A study conducted by scientists from Weill Cornell Medicine (New York, United States) shows that an algorithm is able to know which fertilized embryos in vitro they will be more likely to cause pregnancies that end successfully. The researchers, who have published their work on the portal NPJ Digital Medicine, were based on 12,000 photographs, to which, one by one, they rated according to their appearance.
A subsequent statistical analysis established a correlation between these factors and success in fertilization. The algorithm they designed, called Stork, achieved an accuracy of 97%. For one of the authors, the Doctor Olivier Element, director of the Caryl and Israel Englander Institute for Precision Medicine at Weill Cornell Medicine, this innovation "maximizes the chances of patients having a healthy pregnancy."
Children, teachers of ‘machine learning’
A group of European colleagues, specifically from Italian and Finnish universities and hospitals, have completed another experiment that, thanks to technology, allowsdetect developmental problems in newborns. His technique consists in discovering movement patterns that could be linked to serious ailments, such as cerebral palsy. In its conclusions, disseminated through the magazine Paediatric record, highlights the role of another algorithm.
From three-dimensional video recordings and mathematical calculations, it can be ascertained whether a baby's motor maturity corresponds to her real age. The margin for further progress is as wide as the controversy that some of these solutions raise. For example, in a collaboration between Chinese and North American experts, collected by the prestigious Nature Medicine, the potential of artificial intelligence for childhood diagnoses is discussed.

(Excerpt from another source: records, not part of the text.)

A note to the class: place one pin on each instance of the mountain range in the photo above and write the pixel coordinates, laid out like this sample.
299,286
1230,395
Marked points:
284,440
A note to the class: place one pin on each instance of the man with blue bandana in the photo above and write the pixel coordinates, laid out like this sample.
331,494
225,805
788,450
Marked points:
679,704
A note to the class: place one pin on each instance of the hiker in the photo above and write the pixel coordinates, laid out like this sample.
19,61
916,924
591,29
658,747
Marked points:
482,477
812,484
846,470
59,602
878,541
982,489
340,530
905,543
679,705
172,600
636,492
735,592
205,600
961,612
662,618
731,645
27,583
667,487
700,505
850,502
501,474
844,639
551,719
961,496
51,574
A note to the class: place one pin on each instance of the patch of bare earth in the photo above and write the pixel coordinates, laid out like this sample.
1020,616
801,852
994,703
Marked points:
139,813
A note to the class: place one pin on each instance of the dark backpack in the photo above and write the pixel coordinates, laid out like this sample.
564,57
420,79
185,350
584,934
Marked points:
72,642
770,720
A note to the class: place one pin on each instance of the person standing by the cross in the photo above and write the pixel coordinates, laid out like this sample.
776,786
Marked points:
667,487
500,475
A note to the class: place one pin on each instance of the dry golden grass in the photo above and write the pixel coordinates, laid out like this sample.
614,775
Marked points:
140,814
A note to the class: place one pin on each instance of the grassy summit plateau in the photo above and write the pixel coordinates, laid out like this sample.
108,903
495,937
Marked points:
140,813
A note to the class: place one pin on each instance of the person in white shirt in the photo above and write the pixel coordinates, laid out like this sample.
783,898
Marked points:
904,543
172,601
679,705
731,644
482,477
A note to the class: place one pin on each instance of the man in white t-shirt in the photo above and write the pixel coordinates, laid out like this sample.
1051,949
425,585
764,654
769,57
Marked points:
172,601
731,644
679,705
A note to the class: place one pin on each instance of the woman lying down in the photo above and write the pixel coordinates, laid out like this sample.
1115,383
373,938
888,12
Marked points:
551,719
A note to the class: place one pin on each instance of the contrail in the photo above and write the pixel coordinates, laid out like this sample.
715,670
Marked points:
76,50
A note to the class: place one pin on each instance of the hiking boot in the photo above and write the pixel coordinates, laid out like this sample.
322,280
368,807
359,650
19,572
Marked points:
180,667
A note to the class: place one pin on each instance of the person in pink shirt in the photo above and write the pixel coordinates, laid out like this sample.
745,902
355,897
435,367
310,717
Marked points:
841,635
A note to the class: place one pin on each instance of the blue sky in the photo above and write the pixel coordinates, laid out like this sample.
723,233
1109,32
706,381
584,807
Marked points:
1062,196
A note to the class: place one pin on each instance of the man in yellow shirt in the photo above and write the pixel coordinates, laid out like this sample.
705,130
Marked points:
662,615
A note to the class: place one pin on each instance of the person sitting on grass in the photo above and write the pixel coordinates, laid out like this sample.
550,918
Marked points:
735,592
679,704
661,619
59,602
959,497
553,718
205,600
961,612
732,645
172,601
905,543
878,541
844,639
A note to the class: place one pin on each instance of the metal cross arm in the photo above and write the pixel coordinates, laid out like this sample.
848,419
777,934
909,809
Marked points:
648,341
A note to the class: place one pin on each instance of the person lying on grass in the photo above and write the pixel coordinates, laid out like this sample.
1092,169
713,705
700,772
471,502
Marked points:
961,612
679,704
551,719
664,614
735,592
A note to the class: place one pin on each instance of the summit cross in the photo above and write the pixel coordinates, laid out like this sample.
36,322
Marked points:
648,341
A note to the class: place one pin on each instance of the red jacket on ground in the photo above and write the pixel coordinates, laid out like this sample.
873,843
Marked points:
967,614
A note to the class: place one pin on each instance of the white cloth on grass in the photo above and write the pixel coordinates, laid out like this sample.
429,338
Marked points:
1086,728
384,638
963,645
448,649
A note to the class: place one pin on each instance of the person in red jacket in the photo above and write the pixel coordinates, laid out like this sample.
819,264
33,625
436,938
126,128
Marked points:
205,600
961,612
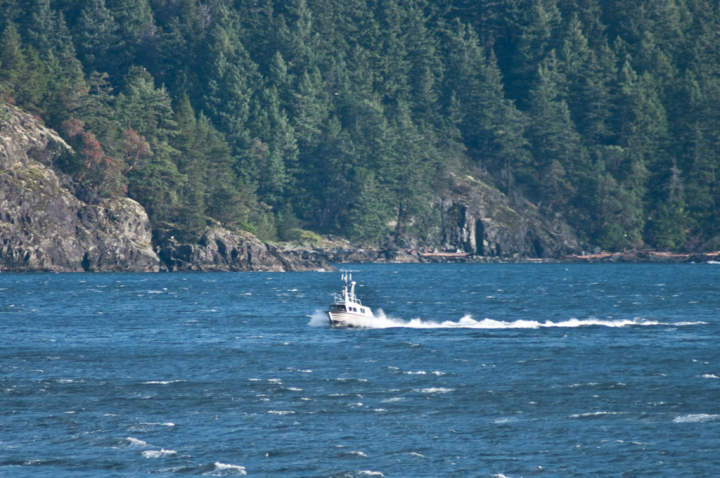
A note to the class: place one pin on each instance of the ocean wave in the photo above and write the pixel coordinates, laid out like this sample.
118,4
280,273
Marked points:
223,469
159,453
382,321
135,442
434,390
696,418
595,414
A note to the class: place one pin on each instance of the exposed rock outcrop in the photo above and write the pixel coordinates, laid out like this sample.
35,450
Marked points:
43,226
221,250
481,220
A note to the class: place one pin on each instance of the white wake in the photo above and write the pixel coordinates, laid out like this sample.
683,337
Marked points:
382,321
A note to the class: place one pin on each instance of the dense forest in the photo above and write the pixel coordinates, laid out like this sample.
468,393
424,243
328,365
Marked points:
348,116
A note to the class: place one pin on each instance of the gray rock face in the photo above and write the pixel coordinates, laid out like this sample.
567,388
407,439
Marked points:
43,226
481,220
221,250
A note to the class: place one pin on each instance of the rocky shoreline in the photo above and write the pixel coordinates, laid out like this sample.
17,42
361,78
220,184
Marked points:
349,254
46,225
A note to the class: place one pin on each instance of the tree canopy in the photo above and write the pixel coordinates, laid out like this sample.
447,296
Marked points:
347,116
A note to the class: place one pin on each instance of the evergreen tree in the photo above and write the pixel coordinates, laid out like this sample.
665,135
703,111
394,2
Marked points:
97,38
148,111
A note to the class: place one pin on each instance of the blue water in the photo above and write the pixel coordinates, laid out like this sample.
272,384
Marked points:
470,371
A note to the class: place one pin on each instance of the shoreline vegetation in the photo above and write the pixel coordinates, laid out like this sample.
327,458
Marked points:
542,129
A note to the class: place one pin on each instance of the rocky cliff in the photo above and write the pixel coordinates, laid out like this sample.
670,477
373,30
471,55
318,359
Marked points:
478,223
481,220
44,226
221,250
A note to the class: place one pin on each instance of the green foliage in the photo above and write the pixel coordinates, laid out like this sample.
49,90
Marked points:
347,116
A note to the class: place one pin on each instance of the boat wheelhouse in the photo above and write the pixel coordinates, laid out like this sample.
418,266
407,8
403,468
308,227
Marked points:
346,308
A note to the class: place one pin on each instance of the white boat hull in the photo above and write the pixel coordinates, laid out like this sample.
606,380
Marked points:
347,320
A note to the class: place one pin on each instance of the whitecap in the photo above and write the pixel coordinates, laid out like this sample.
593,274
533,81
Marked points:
222,469
434,390
159,453
382,321
695,418
594,414
135,442
319,319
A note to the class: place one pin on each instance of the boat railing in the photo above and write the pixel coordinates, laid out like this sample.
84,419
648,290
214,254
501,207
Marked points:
350,297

Concerns like this have led Stefania Druga of the Massachusetts Institute of Technology (MIT, United States) to deepen interactions between minors and automatic devices. For this purpose he has created the platform Cognimates, so that the kids program and personalize their digital tools and even their robots. And so, almost without realizing it, they end up becoming masters of machine learning. Druga argues that, in this way, boys can make "a more informed and critical use of technology."
Like many of her classmates, she believes that artificial intelligence has a lot to learn from children. Without going any further, the psychologist Alison Gopnik Remember that the minds of the little ones can provide clues to scientists and computer scientists on how to improve machine learning techniques. "Even people of one year can be flexible and make generalizations, but the machines find that very difficult," he concludes.